Dr Audrey Dillon, Consultant Hepatologist, National Liver Transplant Unit, St Vincent’s University Hospital, Dublin, gave a comprehensive overview of treating acute liver failure.
She clarified that acute liver failure, to be defined as such as opposed to chronic liver failure, takes place in a ‘normal’ liver (no cirrhosis or hepatitis), and represents a significant loss of liver function (INR of 1.5 or higher) over a short period of time, with encephalopathy present. Clinicians need to have a high index of suspicion that acute liver failure might develop in those with a liver injury, Dr Dillon cautioned.
It can be very challenging to treat, especially with widespread inflammation, when multiple organs are affected, and infection is a key cause of death, she explained. “Pancreatitis is very common, mainly in paracetamol-induced liver failure… they can get adrenal insufficiency, kidney failure is really common, and portal hypertension… and they can get acute lung injury.”
The aetiology of acute liver injury varies worldwide (for example, viral hepatis is more common in Asia), which can contribute to difficulties in its definition and diagnosis, Dr Dillon said.
Diagnosis-wise, getting a detailed and accurate patient history is vital. “The history that the patient gives, when they are with it and not confused, is probably the most important step in the diagnosis,” she said.
Physical signs to look for include an enlarged spleen, ascites, while a “forensic” medications history is also key, including any herbal medicines or dietary supplements or illegal drugs or foraged mushrooms, Dr Dillon outlined. She also advised talking to the patient’s GP, and psychiatrist where there is a psychosocial history, to give the patient the best chance, and to inform any transplant decisions.
In terms of treatment for acute liver failure, n-acetyl-L-cysteine (NAC) remains the first-line of treatment, particularly in paracetamol-poisoning cases. It significantly improves overall survival and also decreases the length of hospital stay, with other key treatments for acute liver injury including penicillin and silibinin.
Depending on the cause and severity of liver failure, transplant represents a key option, particularly for autoimmune, Wilson disease, drug-induced and hepatitis-related cases.
Liver failure in pregnant women can come on very rapidly (be alert for coagulopathy) and is very serious, “but these patients tend to have the best prognosis without transplant,” Dr Dillon said, adding that early delivery is key.

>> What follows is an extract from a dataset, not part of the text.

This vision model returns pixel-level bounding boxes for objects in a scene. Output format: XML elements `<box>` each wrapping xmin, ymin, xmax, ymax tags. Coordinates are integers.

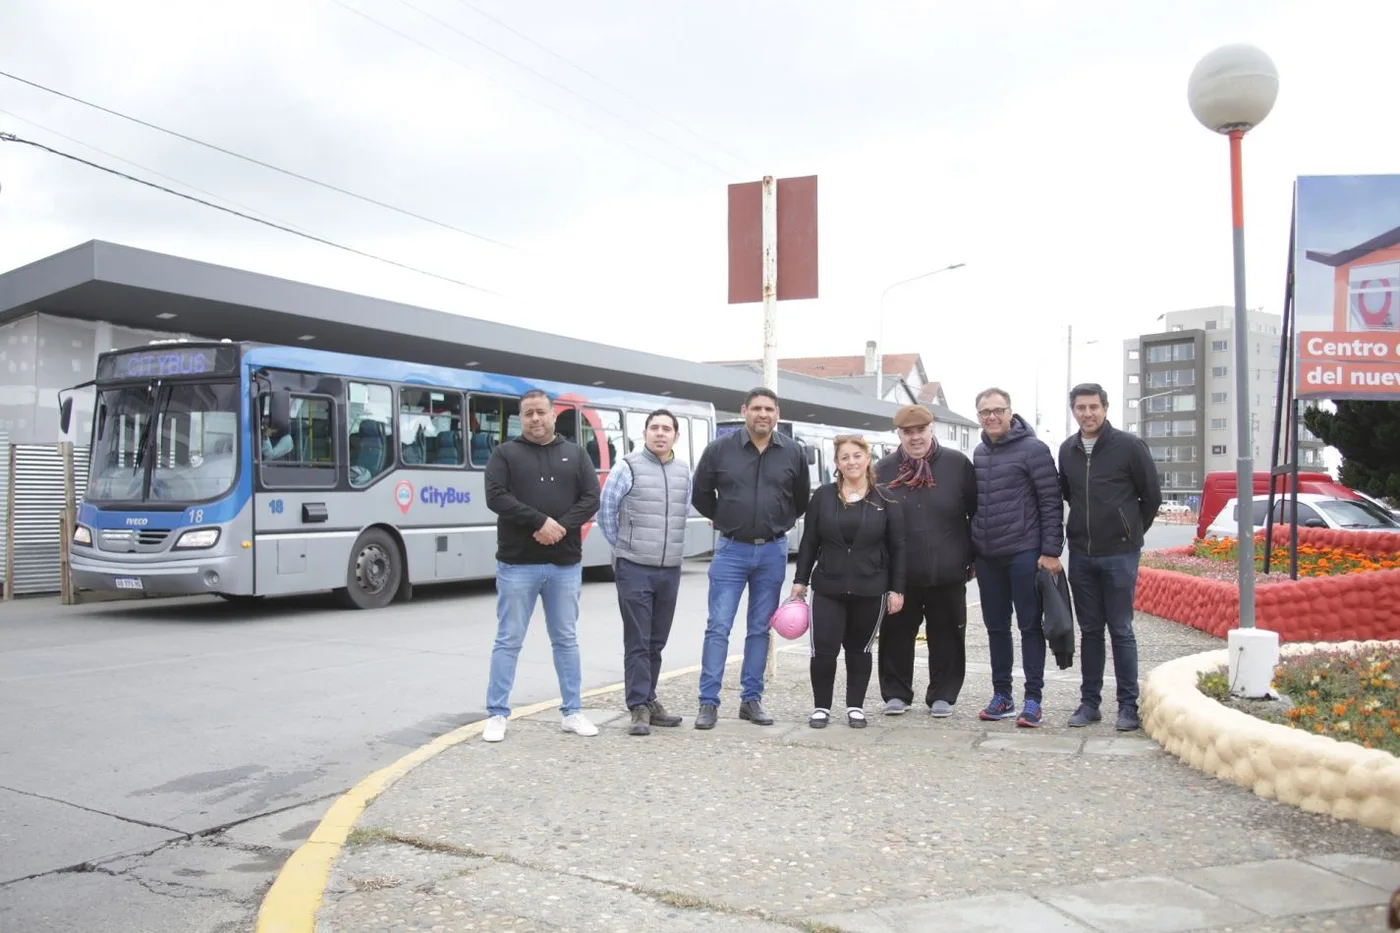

In terms of autoimmune hepatitis-associated acute liver failure, “it is really, really tricky” with a very high mortality rate – 14 per cent transplant-free survival at one year (US data). Steroids are useful for these patients, except in encephalopathy, she said.
For all stabilised (ward) patients, very close monitoring for infection is a must, as is good nutrition and vitamin K, and blood sugar monitoring.
Overall, the data show that there has been “a huge improvement in transplant-free survival in the last 30 years”, Dr Dillon told the meeting, with less bleeding, less cerebral oedema, and better ICU care. In addition, for those acute liver patients that are transplanted, their outcomes have also improved and they now do as well as those transplanted for chronic liver failure, she reported.
Plasma exchange is another emerging treatment option, which can work very well and is “easy enough to deliver” to stabilise those who need a transplant or allowing them to survive while waiting for a liver, Dr Dillon said. “In the transplant setting, it gives us a haemodynamic stability to get a liver into them, and in a non-transplant setting it probably does show an improvement so that is something we need to look at doing in the coming years… as it will probably improve their survival.”